Web Data Extraction using Semantic Generators

doi:10.1201/b12168-11

ABSTRACT

Currently the Web provides a huge amount of unstructured and non-semantic information available for both, users, and automatic crawler programs. Although the Web is evolving to build sites with structured and semantic information, these new kind of Web sites are meant to be deployed in business-to-business (B2B) scenarios. Therefore, most of users (and Web applications) will continue to access data in HTML format [1]. To build systems able to access and extract the information stored in the HTML sources, wrappers are commonly used. Wrappers are specialized programs that automatically extract data from documents and convert the information stored into a structured format. Three main functions need to be implemented in a Wrapper: First, they must be able to download HTML pages from a website. Second, they must search for, recognize, and extract the specified data. Third, they have to save this data in a suitably structured format to enable further manipulation. XML is very interesting to structure information, as there are many tools that can use it (like XPath). Several research fields like: Information Gathering, Information Extraction, or Web Mining, have been involved in the process of extracting and managing the information stored in the the Web. [5]

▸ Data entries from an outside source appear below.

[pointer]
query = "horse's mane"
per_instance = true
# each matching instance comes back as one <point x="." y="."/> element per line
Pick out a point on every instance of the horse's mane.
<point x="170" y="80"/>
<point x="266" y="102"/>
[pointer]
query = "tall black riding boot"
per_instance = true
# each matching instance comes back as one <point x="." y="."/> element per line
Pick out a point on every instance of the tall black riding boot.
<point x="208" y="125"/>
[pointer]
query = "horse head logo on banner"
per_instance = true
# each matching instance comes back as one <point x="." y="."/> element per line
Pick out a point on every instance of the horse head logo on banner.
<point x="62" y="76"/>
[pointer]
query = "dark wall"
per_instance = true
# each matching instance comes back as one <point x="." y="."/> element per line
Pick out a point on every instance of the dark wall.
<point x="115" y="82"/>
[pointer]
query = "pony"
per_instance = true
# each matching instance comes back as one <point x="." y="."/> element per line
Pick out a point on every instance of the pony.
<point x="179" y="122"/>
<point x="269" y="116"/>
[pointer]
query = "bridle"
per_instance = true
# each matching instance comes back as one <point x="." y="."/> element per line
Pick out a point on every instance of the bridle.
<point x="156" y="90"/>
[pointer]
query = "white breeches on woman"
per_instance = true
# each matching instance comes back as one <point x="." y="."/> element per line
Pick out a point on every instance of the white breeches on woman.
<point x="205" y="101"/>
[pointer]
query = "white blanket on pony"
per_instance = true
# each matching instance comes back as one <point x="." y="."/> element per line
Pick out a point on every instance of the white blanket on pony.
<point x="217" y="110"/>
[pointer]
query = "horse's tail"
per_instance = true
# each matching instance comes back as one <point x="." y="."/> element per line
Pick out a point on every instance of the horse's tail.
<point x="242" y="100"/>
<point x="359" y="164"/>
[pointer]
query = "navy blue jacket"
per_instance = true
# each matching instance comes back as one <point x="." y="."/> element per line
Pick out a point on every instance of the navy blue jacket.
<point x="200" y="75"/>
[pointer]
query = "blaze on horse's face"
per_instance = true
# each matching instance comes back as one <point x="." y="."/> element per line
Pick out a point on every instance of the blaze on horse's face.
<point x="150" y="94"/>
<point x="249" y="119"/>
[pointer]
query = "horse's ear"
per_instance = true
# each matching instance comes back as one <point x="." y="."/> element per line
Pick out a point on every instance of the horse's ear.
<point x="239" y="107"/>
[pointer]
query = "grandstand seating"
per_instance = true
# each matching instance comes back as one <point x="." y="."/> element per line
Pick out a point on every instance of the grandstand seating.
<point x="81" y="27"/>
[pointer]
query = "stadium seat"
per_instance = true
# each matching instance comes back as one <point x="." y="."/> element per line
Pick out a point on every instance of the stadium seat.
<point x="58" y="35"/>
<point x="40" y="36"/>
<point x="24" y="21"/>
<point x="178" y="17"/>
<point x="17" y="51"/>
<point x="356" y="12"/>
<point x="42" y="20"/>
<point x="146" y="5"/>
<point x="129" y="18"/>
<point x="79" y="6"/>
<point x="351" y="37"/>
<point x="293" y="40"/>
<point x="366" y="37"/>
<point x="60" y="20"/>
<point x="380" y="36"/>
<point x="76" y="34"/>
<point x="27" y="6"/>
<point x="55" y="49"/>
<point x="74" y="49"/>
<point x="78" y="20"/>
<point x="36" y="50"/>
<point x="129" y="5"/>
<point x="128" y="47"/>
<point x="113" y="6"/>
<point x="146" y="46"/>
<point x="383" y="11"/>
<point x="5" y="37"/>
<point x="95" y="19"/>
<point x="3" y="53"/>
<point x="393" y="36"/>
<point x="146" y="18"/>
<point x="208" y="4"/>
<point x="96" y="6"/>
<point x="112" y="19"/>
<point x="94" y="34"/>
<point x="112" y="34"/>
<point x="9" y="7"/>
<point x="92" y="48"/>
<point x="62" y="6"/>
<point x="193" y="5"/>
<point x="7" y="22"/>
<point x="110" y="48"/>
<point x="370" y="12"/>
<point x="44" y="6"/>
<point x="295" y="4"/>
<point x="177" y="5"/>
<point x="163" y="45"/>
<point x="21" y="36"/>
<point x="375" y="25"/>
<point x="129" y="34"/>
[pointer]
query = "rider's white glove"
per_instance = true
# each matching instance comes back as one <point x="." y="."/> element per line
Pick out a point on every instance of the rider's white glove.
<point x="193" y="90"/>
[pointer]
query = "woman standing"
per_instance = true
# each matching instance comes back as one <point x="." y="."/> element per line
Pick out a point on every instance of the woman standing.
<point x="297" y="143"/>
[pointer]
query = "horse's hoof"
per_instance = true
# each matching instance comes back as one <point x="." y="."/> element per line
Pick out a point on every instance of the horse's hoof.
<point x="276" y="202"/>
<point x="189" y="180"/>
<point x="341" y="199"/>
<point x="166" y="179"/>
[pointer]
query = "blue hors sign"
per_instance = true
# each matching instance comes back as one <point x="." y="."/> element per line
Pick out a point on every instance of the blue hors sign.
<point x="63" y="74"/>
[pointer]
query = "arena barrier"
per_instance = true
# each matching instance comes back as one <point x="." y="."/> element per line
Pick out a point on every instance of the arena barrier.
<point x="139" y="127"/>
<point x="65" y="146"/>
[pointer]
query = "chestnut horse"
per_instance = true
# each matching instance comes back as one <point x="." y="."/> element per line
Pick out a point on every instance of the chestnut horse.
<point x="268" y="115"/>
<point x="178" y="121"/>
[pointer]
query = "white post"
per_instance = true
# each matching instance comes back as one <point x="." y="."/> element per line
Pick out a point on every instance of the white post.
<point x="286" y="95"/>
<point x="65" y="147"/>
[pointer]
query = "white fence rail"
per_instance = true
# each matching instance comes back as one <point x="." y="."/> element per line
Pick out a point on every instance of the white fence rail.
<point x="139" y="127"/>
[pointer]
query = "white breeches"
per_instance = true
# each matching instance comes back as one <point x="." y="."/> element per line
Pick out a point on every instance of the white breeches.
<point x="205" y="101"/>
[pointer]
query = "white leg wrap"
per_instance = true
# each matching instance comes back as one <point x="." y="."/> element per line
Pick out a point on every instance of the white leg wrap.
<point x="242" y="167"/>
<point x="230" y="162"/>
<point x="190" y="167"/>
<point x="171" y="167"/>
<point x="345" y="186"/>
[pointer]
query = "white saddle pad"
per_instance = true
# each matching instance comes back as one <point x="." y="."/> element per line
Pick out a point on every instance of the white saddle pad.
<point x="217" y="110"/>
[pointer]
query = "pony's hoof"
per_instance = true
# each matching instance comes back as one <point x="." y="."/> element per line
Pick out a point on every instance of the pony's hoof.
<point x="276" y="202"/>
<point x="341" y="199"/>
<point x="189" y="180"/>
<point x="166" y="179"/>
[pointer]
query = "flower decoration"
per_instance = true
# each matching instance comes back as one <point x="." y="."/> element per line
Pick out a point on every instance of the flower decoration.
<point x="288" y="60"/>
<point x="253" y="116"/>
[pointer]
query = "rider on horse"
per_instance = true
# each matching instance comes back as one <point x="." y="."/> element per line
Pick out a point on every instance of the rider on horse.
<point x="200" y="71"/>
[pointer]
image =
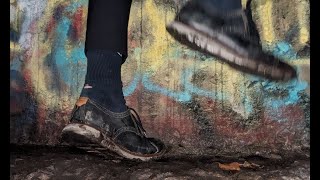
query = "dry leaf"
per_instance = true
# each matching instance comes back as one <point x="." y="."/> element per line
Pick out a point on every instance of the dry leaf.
<point x="246" y="164"/>
<point x="230" y="167"/>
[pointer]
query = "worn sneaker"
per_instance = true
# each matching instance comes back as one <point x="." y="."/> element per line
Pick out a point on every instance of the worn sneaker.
<point x="231" y="36"/>
<point x="92" y="125"/>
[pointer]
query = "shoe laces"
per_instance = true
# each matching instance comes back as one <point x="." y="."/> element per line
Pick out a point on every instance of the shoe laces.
<point x="136" y="119"/>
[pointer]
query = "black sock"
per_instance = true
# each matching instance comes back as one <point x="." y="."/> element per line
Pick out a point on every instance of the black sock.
<point x="223" y="5"/>
<point x="103" y="80"/>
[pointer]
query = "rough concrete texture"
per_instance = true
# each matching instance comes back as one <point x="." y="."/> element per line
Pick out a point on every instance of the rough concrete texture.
<point x="62" y="163"/>
<point x="191" y="101"/>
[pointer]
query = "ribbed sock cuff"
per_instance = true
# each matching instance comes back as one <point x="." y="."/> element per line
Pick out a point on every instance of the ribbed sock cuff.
<point x="103" y="67"/>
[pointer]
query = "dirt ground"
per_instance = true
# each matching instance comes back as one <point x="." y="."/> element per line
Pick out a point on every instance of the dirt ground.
<point x="61" y="162"/>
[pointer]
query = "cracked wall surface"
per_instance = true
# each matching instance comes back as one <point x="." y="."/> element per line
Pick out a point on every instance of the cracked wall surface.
<point x="190" y="100"/>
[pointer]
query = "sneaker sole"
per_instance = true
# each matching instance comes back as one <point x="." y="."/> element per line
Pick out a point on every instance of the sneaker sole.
<point x="200" y="41"/>
<point x="92" y="140"/>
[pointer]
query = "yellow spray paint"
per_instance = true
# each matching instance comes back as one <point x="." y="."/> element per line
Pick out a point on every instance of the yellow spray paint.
<point x="264" y="9"/>
<point x="303" y="19"/>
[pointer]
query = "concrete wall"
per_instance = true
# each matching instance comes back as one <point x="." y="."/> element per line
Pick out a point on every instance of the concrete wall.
<point x="189" y="100"/>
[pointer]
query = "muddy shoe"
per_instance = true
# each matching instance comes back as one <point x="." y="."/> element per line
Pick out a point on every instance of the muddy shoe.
<point x="231" y="36"/>
<point x="122" y="133"/>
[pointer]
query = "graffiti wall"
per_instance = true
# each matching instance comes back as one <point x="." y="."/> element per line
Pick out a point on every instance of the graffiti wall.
<point x="191" y="101"/>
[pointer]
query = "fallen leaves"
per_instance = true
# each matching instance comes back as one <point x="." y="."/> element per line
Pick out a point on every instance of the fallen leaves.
<point x="235" y="166"/>
<point x="230" y="167"/>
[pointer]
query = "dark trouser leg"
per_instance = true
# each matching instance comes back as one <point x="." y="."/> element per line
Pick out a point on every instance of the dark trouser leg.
<point x="106" y="50"/>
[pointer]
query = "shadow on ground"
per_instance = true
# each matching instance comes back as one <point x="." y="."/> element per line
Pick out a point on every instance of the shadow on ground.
<point x="62" y="162"/>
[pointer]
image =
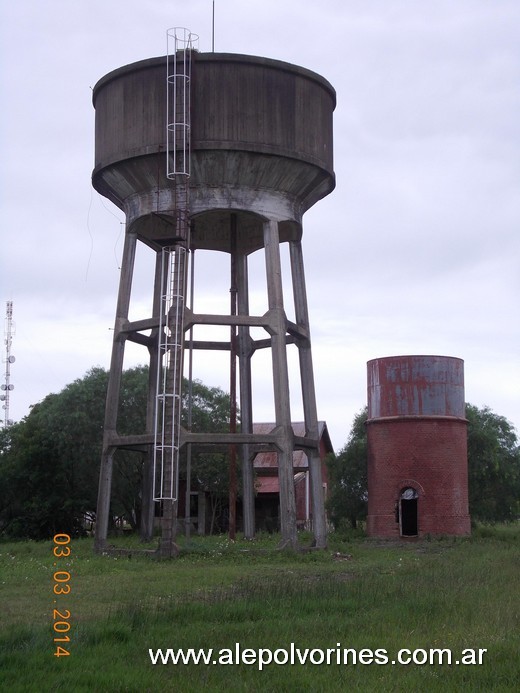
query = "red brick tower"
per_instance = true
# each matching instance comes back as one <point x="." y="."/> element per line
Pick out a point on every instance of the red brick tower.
<point x="417" y="447"/>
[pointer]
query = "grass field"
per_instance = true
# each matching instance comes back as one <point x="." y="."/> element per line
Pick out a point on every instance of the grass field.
<point x="450" y="593"/>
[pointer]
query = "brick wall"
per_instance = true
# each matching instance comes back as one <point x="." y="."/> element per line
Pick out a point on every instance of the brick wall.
<point x="428" y="454"/>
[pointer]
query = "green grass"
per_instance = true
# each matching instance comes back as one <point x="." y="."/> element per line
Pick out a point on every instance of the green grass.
<point x="450" y="593"/>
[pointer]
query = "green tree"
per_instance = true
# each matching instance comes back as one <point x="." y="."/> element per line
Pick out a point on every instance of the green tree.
<point x="210" y="408"/>
<point x="493" y="466"/>
<point x="348" y="476"/>
<point x="50" y="460"/>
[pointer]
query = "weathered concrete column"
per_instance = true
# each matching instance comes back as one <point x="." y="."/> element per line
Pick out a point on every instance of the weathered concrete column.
<point x="281" y="384"/>
<point x="319" y="525"/>
<point x="245" y="352"/>
<point x="113" y="389"/>
<point x="148" y="504"/>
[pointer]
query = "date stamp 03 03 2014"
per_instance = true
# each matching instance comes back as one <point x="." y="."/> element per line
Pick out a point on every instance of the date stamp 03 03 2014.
<point x="61" y="589"/>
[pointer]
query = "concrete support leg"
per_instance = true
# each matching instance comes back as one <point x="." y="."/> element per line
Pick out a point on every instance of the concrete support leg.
<point x="319" y="525"/>
<point x="245" y="352"/>
<point x="113" y="389"/>
<point x="281" y="385"/>
<point x="148" y="504"/>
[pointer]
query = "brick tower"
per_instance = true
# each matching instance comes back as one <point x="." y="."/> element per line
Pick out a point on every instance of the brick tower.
<point x="417" y="447"/>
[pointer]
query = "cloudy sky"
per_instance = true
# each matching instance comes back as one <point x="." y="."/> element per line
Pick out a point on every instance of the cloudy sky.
<point x="416" y="251"/>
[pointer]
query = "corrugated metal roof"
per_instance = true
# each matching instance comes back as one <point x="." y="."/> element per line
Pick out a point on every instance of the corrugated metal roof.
<point x="269" y="459"/>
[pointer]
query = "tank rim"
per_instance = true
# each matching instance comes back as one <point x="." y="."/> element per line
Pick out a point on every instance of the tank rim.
<point x="149" y="63"/>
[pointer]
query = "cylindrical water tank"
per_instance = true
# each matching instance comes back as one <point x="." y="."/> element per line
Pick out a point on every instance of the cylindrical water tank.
<point x="417" y="447"/>
<point x="261" y="146"/>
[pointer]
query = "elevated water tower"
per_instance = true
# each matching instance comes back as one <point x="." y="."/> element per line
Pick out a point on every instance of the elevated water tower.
<point x="223" y="153"/>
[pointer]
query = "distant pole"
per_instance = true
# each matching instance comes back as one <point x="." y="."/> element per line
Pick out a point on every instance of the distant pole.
<point x="7" y="387"/>
<point x="213" y="30"/>
<point x="233" y="386"/>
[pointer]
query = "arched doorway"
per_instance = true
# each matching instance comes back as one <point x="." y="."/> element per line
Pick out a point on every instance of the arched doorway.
<point x="408" y="525"/>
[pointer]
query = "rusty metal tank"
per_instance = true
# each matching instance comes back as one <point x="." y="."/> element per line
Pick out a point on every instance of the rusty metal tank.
<point x="415" y="386"/>
<point x="261" y="145"/>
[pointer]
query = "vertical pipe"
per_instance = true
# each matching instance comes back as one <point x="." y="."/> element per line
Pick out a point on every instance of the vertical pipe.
<point x="245" y="350"/>
<point x="187" y="513"/>
<point x="233" y="382"/>
<point x="148" y="504"/>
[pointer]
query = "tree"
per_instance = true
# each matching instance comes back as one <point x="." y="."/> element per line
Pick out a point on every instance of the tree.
<point x="50" y="460"/>
<point x="493" y="466"/>
<point x="348" y="476"/>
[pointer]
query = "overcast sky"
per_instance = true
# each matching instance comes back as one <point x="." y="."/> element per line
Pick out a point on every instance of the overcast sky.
<point x="415" y="252"/>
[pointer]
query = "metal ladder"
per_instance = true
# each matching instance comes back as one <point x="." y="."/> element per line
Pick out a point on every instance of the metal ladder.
<point x="168" y="404"/>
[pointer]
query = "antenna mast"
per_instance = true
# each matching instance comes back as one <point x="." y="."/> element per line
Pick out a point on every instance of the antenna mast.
<point x="7" y="387"/>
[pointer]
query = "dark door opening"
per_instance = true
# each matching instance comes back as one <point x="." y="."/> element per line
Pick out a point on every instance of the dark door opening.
<point x="408" y="513"/>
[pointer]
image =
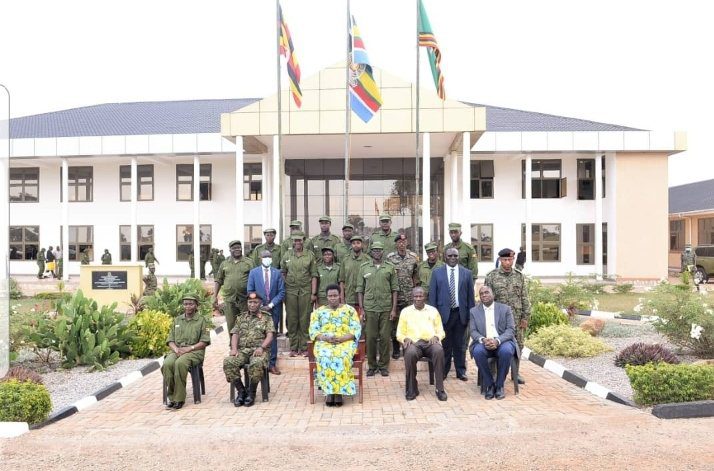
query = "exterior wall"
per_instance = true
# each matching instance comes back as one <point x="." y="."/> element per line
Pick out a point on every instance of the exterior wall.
<point x="642" y="227"/>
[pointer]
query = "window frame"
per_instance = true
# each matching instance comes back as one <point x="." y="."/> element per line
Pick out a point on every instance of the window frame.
<point x="23" y="178"/>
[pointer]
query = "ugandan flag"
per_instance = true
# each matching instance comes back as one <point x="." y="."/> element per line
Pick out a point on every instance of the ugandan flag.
<point x="365" y="99"/>
<point x="428" y="40"/>
<point x="287" y="50"/>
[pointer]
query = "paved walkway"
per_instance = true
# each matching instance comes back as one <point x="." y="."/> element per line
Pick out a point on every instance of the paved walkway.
<point x="550" y="425"/>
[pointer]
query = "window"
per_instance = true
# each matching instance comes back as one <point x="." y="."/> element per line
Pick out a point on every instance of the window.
<point x="184" y="182"/>
<point x="585" y="244"/>
<point x="145" y="186"/>
<point x="586" y="179"/>
<point x="546" y="242"/>
<point x="24" y="242"/>
<point x="25" y="185"/>
<point x="252" y="182"/>
<point x="184" y="240"/>
<point x="145" y="236"/>
<point x="81" y="184"/>
<point x="706" y="231"/>
<point x="546" y="181"/>
<point x="676" y="235"/>
<point x="482" y="241"/>
<point x="482" y="179"/>
<point x="81" y="238"/>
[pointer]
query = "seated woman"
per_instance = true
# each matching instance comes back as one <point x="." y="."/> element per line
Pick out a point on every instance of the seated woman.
<point x="335" y="329"/>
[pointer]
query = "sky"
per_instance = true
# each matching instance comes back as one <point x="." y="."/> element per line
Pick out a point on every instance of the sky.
<point x="644" y="64"/>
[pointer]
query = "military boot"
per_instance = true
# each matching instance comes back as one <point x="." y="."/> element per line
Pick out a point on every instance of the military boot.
<point x="250" y="399"/>
<point x="240" y="393"/>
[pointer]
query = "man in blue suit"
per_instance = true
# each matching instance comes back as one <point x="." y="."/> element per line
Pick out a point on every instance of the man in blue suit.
<point x="451" y="292"/>
<point x="493" y="332"/>
<point x="268" y="283"/>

This paper presents both, a general approach based on rules, that can be used to automatically generate wrappers, and an assistant generator wrapper (called WebMantic) that builds the wrapper. Our approach allows to create wrappers that obtain XML documents from HTML pages. We have defined a flexible filtering and preprocessing technique that allows to translate some pieces

of information, that contain the desired information, into a more understandable and semantic representation. Only the required portions of the page will be translated. Non-selected parts of the HTML document will be ignored. Finally, we will work under a reasonable limitation: only structured information, like data stored in lists or tables, will be considered.